From problems to solutions: Emerging models of Natural Climate Solutions
We know the world’s soil currently holds about twice as much carbon as the atmosphere, and improper management of that soil releases carbon into the atmosphere. So focusing on soil health is not only a “natural” climate solution, it also has the potential to contribute up to a third of the global mitigation needed by 2030, if we are to keep climate change from getting out of control. What does science say are the most effective ways to do this? Broadly these include: improved fertilizer & manure management, continuous living cover crops, minimized tillage or no-till planting strategies, rotational grazing strategies, conversion of annual crop fields to perennial crop fields, and agroforestry, or the incorporation of trees (fruit, nut or timber) into crop and livestock systems. The Clean Wisconsin Science Team and Natural Climate Solutions Team are working together to quantify the efficacy of these approaches for Wisconsin’s specific soils, climate, and agriculture.
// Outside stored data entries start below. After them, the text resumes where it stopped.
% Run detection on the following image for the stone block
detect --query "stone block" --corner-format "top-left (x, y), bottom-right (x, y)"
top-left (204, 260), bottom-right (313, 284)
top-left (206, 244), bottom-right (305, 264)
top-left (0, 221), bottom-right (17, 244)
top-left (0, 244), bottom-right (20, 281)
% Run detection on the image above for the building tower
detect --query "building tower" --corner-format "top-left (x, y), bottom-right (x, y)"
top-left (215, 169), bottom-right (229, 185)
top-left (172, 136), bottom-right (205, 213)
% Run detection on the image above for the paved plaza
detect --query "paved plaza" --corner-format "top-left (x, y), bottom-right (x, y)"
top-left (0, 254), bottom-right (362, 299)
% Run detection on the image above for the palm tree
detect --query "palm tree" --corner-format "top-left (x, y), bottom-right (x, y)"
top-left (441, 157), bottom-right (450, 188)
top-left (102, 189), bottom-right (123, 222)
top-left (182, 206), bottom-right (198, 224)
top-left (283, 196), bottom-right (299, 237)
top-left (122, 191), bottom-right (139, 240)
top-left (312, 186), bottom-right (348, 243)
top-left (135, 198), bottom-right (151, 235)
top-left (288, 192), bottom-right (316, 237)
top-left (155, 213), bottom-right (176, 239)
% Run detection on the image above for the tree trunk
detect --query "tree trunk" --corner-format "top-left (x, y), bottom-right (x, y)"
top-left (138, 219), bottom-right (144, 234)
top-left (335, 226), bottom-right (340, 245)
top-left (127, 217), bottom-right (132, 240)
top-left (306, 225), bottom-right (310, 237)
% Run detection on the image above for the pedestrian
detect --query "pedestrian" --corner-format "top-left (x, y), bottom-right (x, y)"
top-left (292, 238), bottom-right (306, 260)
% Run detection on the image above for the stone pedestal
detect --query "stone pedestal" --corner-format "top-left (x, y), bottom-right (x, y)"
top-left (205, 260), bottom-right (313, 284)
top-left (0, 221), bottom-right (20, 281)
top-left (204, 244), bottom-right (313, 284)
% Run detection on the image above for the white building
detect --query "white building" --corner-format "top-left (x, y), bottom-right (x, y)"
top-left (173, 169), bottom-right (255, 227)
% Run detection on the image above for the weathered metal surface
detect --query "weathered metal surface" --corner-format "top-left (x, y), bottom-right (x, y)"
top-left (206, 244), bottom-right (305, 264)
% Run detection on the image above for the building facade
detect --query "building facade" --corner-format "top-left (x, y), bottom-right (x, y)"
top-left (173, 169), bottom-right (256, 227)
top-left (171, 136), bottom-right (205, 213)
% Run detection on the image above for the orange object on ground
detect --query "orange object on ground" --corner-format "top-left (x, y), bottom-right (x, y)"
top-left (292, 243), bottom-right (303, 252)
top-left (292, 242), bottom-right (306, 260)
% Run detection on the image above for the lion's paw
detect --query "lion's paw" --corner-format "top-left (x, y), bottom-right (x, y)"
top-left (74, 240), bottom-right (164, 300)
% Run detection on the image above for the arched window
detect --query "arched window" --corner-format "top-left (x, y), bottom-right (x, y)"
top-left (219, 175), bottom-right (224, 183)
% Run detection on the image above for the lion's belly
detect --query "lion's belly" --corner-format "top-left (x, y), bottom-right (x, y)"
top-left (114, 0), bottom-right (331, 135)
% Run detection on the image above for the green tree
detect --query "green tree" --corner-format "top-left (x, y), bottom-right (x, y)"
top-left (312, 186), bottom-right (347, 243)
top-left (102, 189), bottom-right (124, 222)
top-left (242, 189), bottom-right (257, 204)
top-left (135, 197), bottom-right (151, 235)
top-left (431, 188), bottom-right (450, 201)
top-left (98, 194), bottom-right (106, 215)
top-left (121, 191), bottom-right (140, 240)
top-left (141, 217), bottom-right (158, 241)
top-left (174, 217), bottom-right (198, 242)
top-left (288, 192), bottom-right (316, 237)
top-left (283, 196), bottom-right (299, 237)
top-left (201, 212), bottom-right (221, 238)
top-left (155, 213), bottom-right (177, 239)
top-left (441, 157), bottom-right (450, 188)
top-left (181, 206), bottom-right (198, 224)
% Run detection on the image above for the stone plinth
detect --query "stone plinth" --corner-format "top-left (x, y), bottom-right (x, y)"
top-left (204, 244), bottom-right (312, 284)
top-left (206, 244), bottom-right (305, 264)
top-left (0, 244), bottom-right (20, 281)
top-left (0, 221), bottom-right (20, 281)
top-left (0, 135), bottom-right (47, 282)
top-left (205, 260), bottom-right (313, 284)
Some Natural Climate Solutions lower overhead costs for farmers and increase income potential through agricultural product diversification. However, transitioning our simplified production systems to more complex systems that work within the ecology of the soil, plants, and animals on a farm is no easy task. Change is hard, it can be messy, and it can be expensive. In order to incentivize the change we need, our farmers need access to stable, diversified markets and processing facilities that meet the needs of all scales of farming operations in Wisconsin, as well as policy incentives for farmers to adopt improved farming practices. These remain the largest deterrents to farmers’ adoption of Natural Climate Solutions.
In advance of the November 2022 election, Clean Wisconsin is laying the groundwork for this transition by conducting scientific analyses on best “climate-smart” agricultural practices for the specific soils and crops in Wisconsin. We are building relationships and advancing discussions with key stakeholders in the public, private and civic sectors, in order to build coalitions and inform policy development that is a win-win-win for all stakeholders in Wisconsin. And we are leveraging the best of scientific and traditional ecological knowledge to propose a package of Natural Climate Solutions policies for the next legislative session.
It is going to take deepening relationships and a coordinated effort built on trust and reciprocity for us to achieve the necessary critical mass to address the looming climate crisis. Clean Wisconsin will be sure to send you regular updates with opportunities to contact your legislators to support Natural Climate Solutions that protect our food, water, air and natural heritage. In the meantime, support your local farmers who are using nature-friendly practices such as agroecology or conservation farming, and increase the demand at your local markets to support these farmers! We all eat, we’re all in this together.